Figure 1: Clinical appearance of the patient’s eyes with ectropion

Figure 2: Clinical appearance of the patient’s eyes with resolved ectropion within 48hrs

DISCUSSION

Congenital ectropion of the upper eyelid is a rare abnormality that can threaten the cornea and vision if not treated early. At Lumwana, the neonate who presented with bilateral ectropion of upper eyelids was treated conservatively as other causes of congenital ectropion were ruled out. Congenital ectropion of the upper eyelids was first described by Adams in 1896 [3 -5].  Later, Gilbert and co-workers described two more cases associated with Down’s syndrome [6-7]. This rare condition has been reported more frequently in black infants [1-8] associated with ichthyosis [1-4] and in infants with trisomy 21 [5]. Although the condition is generally bilateral and asymmetrical, some unilateral cases have been described [8]. The neonate in this case report had bilateral but asymmetrical ectropion. Down’s syndrome encompasses numerous ocular abnormalities like myopia, keratoconus, nystagmus, epiblepharon, epicanthus, convergent strabismus, cataracts, blepharoconjuctivitis with the epicanthal folds, and the typical mongoloid slant to the eyelid fissures being the most obvious periocular findings [6]. None of these reported ocular abnormalities were found in the neonate. Essentially this neonate was normal.

Although the pathophysiology of congenital upper eyelid ectropion is unknown, multiple factors have been implied, including absence of an effective lateral canthal ligaments, lateral elongation of the eyelid, hypotonia of the orbicularis, vertical shortening of the anterior lamella, and failure of the orbital septum to fuse with the levator aponeurosis [1-6]. Treatment of congenital upper eyelid ectropion is controversial. Surgical treatment options that can be employed in the management of severe cases of congenital ectropion include tarsorraphy only [2-7], tarsorraphy with excision of redundant conjunctiva [5,7], fornix suture [3], full-thickness skin graft [1-5], full-thickness horizontal lid shortening [2,6] and attachment of the orbital septum to the levator aponeurosis [3].

In this case under review, the patient did fulfill the conservative treatment parameters due to the absence of other congenital abnormalities of the eyelids that may occur in Down’s syndrome.  Therefore, a simple and conservative management with lubricants / antibiotic ointment and moist swabs were enough to prevent desiccation of the exposed conjunctiva, reduction of conjunctival edema and to allow spontaneous inversion of the eyelid within 48 hours.

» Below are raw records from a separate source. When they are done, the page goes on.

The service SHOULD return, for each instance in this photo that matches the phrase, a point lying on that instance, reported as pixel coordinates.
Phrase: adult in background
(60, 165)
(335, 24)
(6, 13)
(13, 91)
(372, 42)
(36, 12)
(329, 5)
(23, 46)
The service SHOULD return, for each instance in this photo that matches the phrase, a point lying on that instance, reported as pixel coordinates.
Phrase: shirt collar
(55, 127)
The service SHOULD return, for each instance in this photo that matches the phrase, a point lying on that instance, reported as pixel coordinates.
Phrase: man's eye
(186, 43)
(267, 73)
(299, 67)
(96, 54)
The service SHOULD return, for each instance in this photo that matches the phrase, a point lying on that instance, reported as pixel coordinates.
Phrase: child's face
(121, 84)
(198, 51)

The fact that, the child responded to conservative treatment within 48 hours, the risk of amblyopia was removed.

Therefore, in the presented case where the eyelids were repositioned mechanically, eyelids taped down, eye ointment applied and eyes padded, we recommend conservative treatment as opposed to surgical intervention.

CONCLUSION

Though congenital bilateral upper eyelid ectropion is unusual, when it occurs, it can be conservatively managed with full resolution within 2 weeks. Not all bilateral ectropion of both upper eyelids at birth can be associated with Down’s syndrome, ichthyosis and other causes known.